A “Fiscal Conservative” Shows His True Colors

You may remember Rep. Steve Southerland, II (R-Fla.). He offered the amendment last summer that was largely blamed for the historic rejection of the farm bill on the House floor. 

The Southerland amendment would have encouraged state officials to kick needy people (including veterans) off nutrition assistance programs by allowing states to keep half the money saved. The amendment required most adults receiving or applying for Supplemental Nutrition Assistance (SNAP, formerly known as food stamps) to be either working or in a job training program for at least 20 hours a week. But there was one big problem with the amendment. It provided no additional funding or slots for job training.

Maybe that makes sense to you. Maybe you believe that SNAP is rife with fraud and freeloaders and is in desperate need of reform to save taxpayer dollars. Maybe you believe this even though every dollar spent on SNAP generates $1.73 across the economy, and the error rates are at an all-time low.

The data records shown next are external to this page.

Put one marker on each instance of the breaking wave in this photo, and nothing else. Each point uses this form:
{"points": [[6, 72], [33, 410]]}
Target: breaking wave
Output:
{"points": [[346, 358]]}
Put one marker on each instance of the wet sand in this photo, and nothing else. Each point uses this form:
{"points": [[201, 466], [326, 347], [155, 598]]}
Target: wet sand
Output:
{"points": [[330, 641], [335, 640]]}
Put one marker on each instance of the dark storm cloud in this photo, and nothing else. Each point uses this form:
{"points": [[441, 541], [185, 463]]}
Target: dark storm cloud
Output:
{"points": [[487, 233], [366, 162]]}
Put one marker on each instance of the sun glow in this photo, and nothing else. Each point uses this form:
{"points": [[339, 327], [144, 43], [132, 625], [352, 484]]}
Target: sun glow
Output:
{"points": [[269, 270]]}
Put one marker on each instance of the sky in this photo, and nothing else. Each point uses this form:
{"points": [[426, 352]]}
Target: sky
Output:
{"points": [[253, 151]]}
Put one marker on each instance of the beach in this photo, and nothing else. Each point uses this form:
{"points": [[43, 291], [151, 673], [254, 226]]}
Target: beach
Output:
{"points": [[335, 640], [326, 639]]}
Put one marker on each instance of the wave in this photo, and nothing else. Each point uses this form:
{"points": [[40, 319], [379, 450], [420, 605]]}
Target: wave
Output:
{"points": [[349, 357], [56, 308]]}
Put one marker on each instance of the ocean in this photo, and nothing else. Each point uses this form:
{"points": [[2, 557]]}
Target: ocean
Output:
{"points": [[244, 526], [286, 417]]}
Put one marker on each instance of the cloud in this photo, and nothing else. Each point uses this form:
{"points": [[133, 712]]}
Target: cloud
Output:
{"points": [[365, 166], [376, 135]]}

But evidently reform and saving taxpayers’ money isn’t really what Rep. Southerland was after. After all, he voted against an amendment offered by Reps. Ron Kind (D-Wis.) and Tom Petri (R-Wis.) that would have reformed the heavily subsidized crop insurance program and saved $11 billion.

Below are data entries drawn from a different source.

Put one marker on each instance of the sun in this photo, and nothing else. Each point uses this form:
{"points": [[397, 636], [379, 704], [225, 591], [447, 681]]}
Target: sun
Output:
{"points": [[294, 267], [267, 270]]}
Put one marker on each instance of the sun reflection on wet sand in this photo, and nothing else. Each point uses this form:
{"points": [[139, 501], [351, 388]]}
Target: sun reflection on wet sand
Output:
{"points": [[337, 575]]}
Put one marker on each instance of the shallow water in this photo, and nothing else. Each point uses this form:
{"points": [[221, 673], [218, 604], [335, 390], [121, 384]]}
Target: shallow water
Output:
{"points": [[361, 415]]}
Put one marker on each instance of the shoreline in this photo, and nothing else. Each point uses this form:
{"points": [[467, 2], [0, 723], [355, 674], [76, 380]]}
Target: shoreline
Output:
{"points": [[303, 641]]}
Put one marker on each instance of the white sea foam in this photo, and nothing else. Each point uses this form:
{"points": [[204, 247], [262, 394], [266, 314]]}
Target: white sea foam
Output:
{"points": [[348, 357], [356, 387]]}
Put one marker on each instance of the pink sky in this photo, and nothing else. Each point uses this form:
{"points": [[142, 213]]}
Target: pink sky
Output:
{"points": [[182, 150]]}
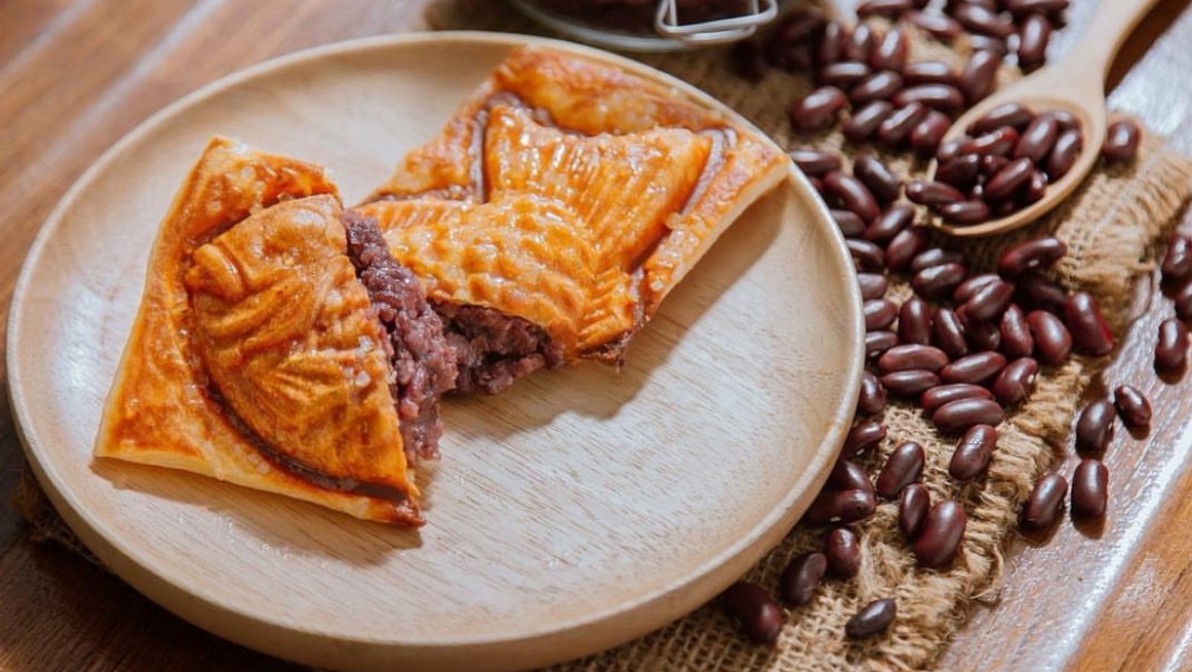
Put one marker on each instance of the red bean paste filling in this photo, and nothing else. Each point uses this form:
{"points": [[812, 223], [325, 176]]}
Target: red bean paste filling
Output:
{"points": [[423, 364], [494, 349]]}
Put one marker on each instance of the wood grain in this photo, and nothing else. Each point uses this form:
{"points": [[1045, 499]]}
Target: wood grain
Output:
{"points": [[57, 611]]}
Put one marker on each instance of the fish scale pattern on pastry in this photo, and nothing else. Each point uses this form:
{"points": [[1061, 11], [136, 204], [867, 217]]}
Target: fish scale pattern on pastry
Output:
{"points": [[652, 175], [248, 278]]}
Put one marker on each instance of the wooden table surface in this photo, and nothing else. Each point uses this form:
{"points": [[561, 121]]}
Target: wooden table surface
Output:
{"points": [[75, 75]]}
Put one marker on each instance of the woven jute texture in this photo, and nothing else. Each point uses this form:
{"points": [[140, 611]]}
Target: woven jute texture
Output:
{"points": [[1111, 226]]}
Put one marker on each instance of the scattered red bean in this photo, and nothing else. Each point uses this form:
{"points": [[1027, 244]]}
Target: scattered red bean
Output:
{"points": [[757, 614], [1090, 489], [873, 620], [1094, 428]]}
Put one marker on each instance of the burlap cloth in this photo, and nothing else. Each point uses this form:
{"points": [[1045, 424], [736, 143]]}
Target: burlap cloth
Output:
{"points": [[1111, 226]]}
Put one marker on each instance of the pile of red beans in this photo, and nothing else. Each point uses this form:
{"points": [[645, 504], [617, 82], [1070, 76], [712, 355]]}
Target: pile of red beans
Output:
{"points": [[964, 347]]}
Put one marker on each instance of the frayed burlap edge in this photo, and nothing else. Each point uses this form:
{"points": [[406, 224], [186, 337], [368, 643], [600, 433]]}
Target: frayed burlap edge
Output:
{"points": [[1111, 225]]}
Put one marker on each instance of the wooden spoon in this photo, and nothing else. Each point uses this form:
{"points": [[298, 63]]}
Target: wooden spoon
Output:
{"points": [[1076, 84]]}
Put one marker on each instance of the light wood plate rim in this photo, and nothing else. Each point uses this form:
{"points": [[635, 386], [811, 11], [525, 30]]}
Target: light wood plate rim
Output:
{"points": [[649, 610]]}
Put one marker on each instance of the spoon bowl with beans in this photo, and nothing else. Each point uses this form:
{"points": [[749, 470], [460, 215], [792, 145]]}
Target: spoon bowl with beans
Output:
{"points": [[1019, 153]]}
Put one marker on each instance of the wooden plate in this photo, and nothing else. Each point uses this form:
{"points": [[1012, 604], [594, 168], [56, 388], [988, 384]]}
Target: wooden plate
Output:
{"points": [[578, 510]]}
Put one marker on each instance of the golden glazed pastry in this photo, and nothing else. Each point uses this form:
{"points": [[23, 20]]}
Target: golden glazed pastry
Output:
{"points": [[262, 353], [647, 178]]}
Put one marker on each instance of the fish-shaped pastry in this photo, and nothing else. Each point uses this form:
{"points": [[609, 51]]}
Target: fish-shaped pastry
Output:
{"points": [[649, 178], [279, 346]]}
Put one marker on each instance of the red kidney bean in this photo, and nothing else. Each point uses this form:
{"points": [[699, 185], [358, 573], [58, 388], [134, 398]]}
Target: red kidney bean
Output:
{"points": [[1016, 334], [960, 172], [999, 143], [831, 44], [932, 193], [935, 256], [936, 25], [938, 97], [979, 74], [869, 256], [874, 618], [802, 578], [1090, 333], [1034, 35], [862, 43], [818, 109], [1013, 384], [843, 552], [938, 281], [1171, 350], [1122, 141], [948, 334], [1044, 504], [1030, 256], [865, 120], [926, 135], [1094, 428], [873, 285], [912, 510], [1183, 300], [891, 53], [881, 181], [877, 86], [964, 212], [880, 313], [906, 246], [1065, 154], [962, 414], [843, 74], [852, 193], [989, 300], [1131, 405], [980, 335], [908, 356], [929, 72], [967, 288], [757, 614], [1090, 489], [749, 61], [877, 342], [1013, 114], [974, 368], [1177, 265], [814, 162], [972, 455], [1037, 140], [862, 439], [896, 128], [941, 535], [1010, 180], [1053, 342], [914, 323], [849, 223], [942, 394], [902, 467], [849, 476], [1040, 293], [1036, 187], [842, 506], [908, 383], [1045, 7], [889, 8]]}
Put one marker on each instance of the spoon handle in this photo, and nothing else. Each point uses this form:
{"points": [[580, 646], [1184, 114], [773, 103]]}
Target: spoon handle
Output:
{"points": [[1111, 23]]}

And in the end, despite being a member of the fiscally conservative Republican Study Committee, Southerland voted for the nearly $1 trillion farm bill that finally passed Congress and was signed by President Obama – officially, the Agriculture Act of 2014. Perhaps unsurprisingly, Southerland wasn’t the only member of the Republican Study Committee to support the final bill. As EWG’s Mike Lavender laid out, about 70 percent of these self-styled fiscal conservatives voted for it.

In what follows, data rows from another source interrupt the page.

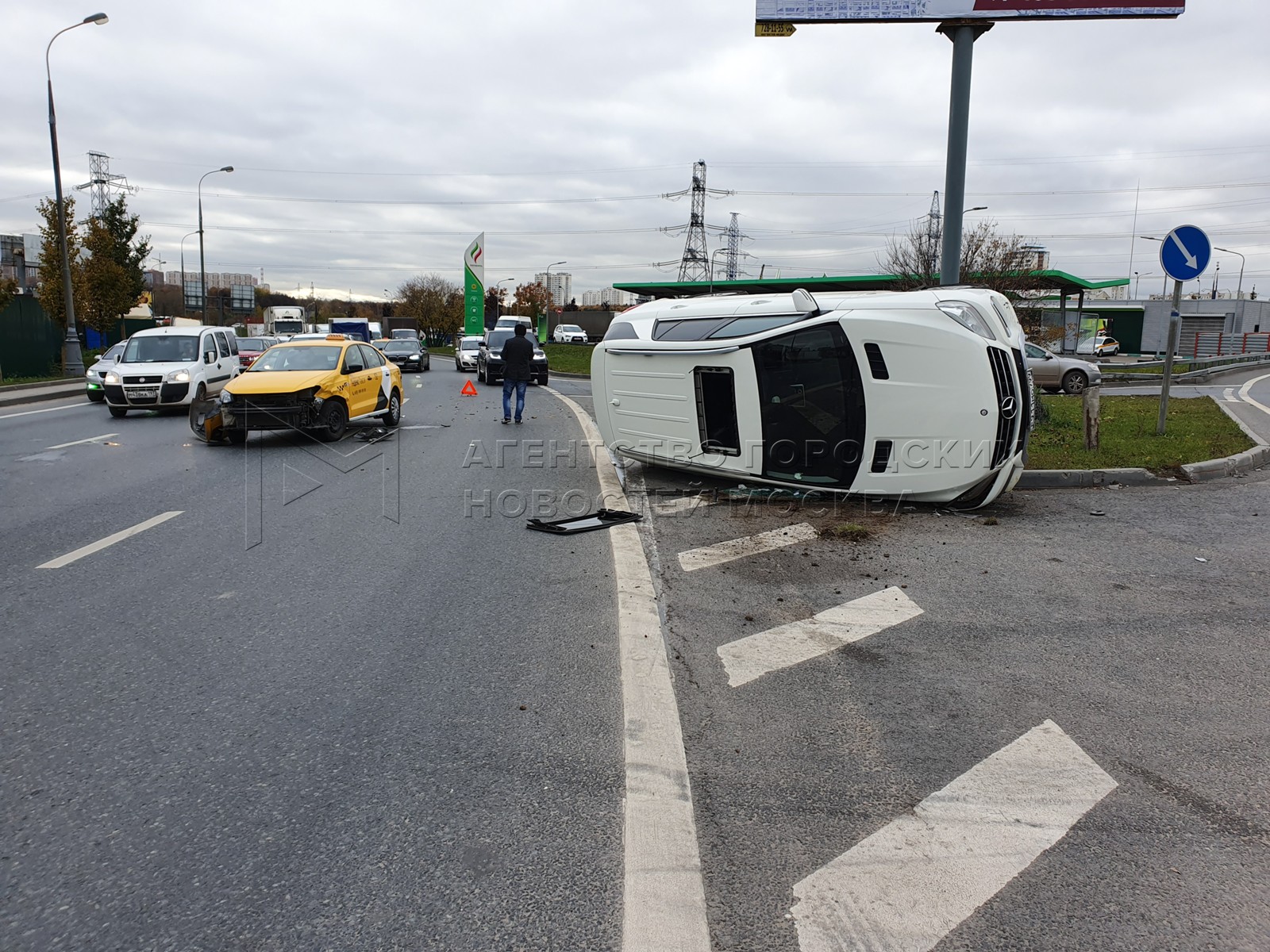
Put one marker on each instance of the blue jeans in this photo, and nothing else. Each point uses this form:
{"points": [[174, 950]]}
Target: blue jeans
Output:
{"points": [[518, 386]]}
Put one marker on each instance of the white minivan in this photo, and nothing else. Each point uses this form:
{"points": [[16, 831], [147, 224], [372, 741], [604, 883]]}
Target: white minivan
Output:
{"points": [[171, 367]]}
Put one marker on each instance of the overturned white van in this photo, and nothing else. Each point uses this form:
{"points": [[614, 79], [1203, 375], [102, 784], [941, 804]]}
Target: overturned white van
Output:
{"points": [[922, 395]]}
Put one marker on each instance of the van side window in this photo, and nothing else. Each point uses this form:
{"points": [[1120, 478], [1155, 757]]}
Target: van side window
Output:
{"points": [[717, 410]]}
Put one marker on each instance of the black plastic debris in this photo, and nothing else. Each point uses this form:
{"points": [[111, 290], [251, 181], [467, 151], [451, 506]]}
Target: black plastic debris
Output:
{"points": [[600, 520]]}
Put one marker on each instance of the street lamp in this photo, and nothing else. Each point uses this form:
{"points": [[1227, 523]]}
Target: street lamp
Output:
{"points": [[183, 272], [1238, 291], [550, 296], [73, 359], [498, 298], [202, 264]]}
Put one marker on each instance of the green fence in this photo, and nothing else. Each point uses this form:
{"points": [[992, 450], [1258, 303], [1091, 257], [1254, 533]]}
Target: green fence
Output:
{"points": [[31, 346]]}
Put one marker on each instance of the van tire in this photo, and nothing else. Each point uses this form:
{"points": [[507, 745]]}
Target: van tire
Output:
{"points": [[333, 422], [393, 416]]}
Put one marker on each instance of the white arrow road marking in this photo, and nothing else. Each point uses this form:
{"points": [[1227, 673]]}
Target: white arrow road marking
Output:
{"points": [[108, 541], [78, 442], [795, 643], [1191, 258], [918, 879], [741, 547]]}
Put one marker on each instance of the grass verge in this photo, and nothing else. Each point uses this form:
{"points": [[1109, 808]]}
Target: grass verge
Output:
{"points": [[1195, 431]]}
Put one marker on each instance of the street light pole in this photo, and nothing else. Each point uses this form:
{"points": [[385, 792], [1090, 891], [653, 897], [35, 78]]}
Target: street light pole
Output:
{"points": [[550, 298], [202, 263], [73, 359]]}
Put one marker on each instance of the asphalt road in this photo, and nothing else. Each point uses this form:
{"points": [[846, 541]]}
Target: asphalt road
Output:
{"points": [[290, 716], [296, 723]]}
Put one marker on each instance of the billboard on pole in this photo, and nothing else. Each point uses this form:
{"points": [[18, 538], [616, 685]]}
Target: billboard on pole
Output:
{"points": [[474, 286], [940, 10]]}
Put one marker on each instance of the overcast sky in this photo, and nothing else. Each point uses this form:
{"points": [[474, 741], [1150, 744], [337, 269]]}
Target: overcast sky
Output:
{"points": [[372, 141]]}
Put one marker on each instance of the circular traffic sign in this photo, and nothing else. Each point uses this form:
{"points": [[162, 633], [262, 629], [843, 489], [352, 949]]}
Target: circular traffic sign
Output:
{"points": [[1185, 253]]}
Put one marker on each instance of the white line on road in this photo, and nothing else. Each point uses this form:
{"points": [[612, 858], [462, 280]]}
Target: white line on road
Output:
{"points": [[664, 896], [78, 442], [747, 546], [912, 882], [46, 410], [1246, 387], [108, 541], [823, 632]]}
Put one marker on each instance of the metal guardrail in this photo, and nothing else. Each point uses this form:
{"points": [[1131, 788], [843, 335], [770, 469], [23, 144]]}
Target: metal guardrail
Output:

The new farm bill purports to save $23 billion over 10 years, but as my colleague Mary Ellen Kustin recently pointed out, some of those savings are already in trouble thanks to its supremely generous crop subsidy programs. The SNAP savings – approximately $8.6 billion over 10 years – are also unlikely to be fully realized because some governors are working to counteract those cuts

You might be surprised to learn that a Congressman who considers himself a fiscal conservative and says one of his missions is to provide prudent fiscal management supported a bill that will cost $1 trillion over a decade and expand a federal crop insurance program that allows the richest agribusinesses to reap most of the benefits. According to the excellent work by our colleagues at the National Sustainable Agriculture Coalition, crop insurance will account for 45 percent of all non-nutrition spending in the farm bill. That didn’t keep Rep. Southerland from penning an op-ed in The Port St. Joe Star touting his role. He wrote:

It was a tremendous, hard-earned victory when both parties and both chambers came together for the good of the American people and passed a five-year Farm Bill that provides much-needed relief to our hardworking farming families and saves taxpayers $23 billion – while allowing us to finally move past the costly, big government policies passed under then-Speaker Nancy Pelosi’s farm bill six years ago.

Let’s delve deeper. The new farm bill is indeed a five-year measure, but the rules of Congressional budgeting mean that the “savings” are actually calculated over 10 years. In theory, however, Congress will pass yet another farm bill in five years and scramble the savings calculations for the second five years of the current bill. The nonpartisan Congressional Budget Office estimates that only $5.3 billion will be saved in the first five years, and it’s anyone’s guess what will happen in the second five years after Congress has its way.

In fact, the currently estimated savings aren’t $23 billion even over 10 years, as touted by Southerland and others. The Congressional Budget Office estimates the bill will save only $16.6 billion, but the costs of two big components – crop insurance and commodity spending – are difficult to project because they depend largely on volatile markets. If we see a replay of the 2012 drought, the cost of crop insurance could spike and come close to the $17 billion it cost in 2012 alone.  As California’s usually fertile Central Valley continues to suffer through a historic and devastating drought, the likelihood of large indemnities rises. Crop insurance is just one example where Congress not only retained most of the 2008 farm bill, but actually expanded on it.

If Rep. Southerland were really interested in farm bill reform and fiscal conservatism, he would have supported the Kind/Petri crop insurance reform amendment or he would have joined the 63 Republicans, including 12 who voted against the farm bill at every turn, who opposed a bill that keeps on enriching the biggest agribusinesses.  Instead he targeted millions of vulnerable Americans, including veterans, women and children who could really use the help.